Don’t count on four goals in Game 4 because like I said, that’s a once-a-year accomplishment and we won’t be seeing it until the 2013-14 postseason. But maybe we can count on Rick Nash (0-1-1) and Brad Richards (0-0-0) and Ryan Callahan (0-1-1) to contribute offensively in Game 4? Would that be too much to ask for the Rangers’ Top 3 paid skaters, totaling $18,741,667 this season? No? OK, I didn’t think so.
– No, no one expects Henrik Lundqvist to give up three goals ever, let alone in a playoff game, but he did and for once the Rangers offense was able to bail him out. It’s weird how no one is suggesting that Lundqvist needs to play better in the playoffs when the offense actually does its job. It’s just so odd how that happens.
I wasn’t sure if Henrik Lundqvist (24-16-3, 2.05, .926) was going to be a Vezina finalist after the shaky start to the shortened season, but he is along with the Blue Jackets’ Sergei Bobrovsky (21-11-6, 2.00, .932) and the Sharks’ Antti Niemi (24-12-6, 2.16, .924). There really isn’t a clear frontrunner the way there was a year ago with Lundqvist and you could make the case for any of them (and Tuukka Rask), but my vote would go to Lundqvist, obviously. What? I’m not bias.

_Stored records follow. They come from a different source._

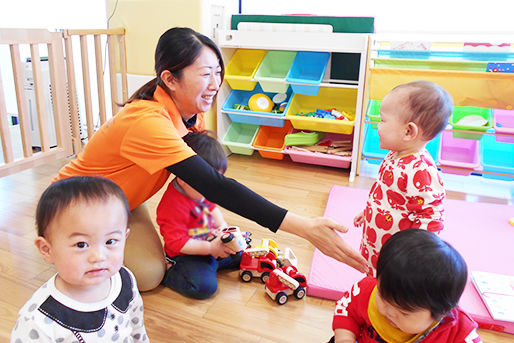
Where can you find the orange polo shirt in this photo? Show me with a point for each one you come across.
(134, 147)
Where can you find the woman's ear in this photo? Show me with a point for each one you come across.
(44, 248)
(168, 79)
(411, 131)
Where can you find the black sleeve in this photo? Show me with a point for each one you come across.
(228, 193)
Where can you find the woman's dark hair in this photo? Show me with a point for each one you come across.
(205, 144)
(61, 194)
(418, 270)
(177, 48)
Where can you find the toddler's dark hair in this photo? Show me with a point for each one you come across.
(205, 144)
(418, 270)
(61, 194)
(430, 106)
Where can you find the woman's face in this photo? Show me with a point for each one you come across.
(195, 90)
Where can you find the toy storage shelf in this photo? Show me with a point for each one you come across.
(248, 50)
(469, 76)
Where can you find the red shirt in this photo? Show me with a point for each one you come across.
(181, 218)
(351, 313)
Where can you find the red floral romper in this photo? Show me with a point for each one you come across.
(408, 193)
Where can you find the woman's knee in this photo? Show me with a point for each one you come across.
(148, 275)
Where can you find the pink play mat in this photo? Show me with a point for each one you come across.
(479, 231)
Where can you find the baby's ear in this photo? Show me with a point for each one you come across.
(412, 131)
(44, 248)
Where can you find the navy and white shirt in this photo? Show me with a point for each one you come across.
(51, 316)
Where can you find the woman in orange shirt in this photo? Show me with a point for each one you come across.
(140, 146)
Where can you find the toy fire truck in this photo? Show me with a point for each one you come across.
(283, 282)
(259, 261)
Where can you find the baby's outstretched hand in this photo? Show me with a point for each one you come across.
(359, 219)
(219, 249)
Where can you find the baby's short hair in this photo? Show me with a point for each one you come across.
(59, 195)
(206, 145)
(418, 270)
(430, 106)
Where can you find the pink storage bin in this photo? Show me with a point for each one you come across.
(322, 158)
(504, 123)
(458, 152)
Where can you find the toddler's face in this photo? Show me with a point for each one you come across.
(392, 125)
(86, 242)
(412, 322)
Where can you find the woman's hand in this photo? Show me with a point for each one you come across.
(359, 219)
(321, 232)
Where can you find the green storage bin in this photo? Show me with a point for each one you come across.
(460, 112)
(242, 68)
(373, 112)
(239, 138)
(273, 70)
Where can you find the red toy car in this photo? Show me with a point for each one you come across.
(257, 262)
(285, 281)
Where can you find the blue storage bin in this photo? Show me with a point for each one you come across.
(308, 67)
(242, 97)
(497, 157)
(433, 147)
(371, 146)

– How much more fun to watch are the Islanders than the Rangers? The Islanders might go down in the first round, as might the Rangers, but at least they are making Pittsburgh work for the second round. The Islanders were the worst possible matchup for the Penguins between the Islanders, Rangers and Senators and there’s no doubt in my mind that the Rangers would have been a red carpet for the Penguins to the conference semis.
– Jim Dolan and Glen Sather don’t want to fire John Tortorella. Had the Rangers missed the playoffs a year after going to the conference finals and after trading for Rick Nash and getting rid of Marian Gaborik instead of the coach, I believe Tortorella would be employed right now. But the Rangers made the playoffs and saved Tortorella his job, even though I think he should need a second consecutive conference finals appearance to save it. That means the only Ranger that needs a Cup to keep their job is Brad Richards, who could be bought out at the end of the season.

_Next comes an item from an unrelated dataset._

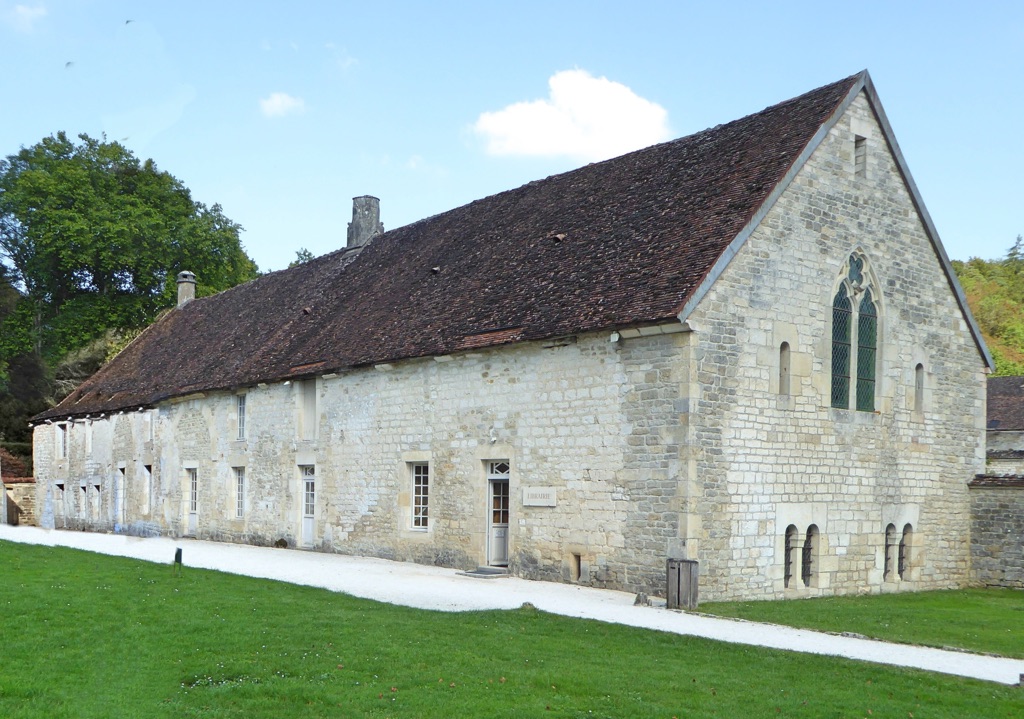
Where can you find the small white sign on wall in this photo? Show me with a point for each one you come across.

Richards has been awful in the series after a disappointing regular season. He has been as much of a power-play specialist as Tortorella has been and if the Capitals eliminate the Rangers a lot of the blame will be placed on the Rangers’ third-highest paid player
– If Pierre McGuire analyzes one replay during Game 4 without citing a player’s hometown or junior or college team, I will walk to Washington D.C. for Game 5.
The saying goes, “It’s not a series until the home team loses,” but around here the saying goes, “It’s not a series until the Rangers win a game.” They finally did that in Game 3. They have to do it again in Game 4.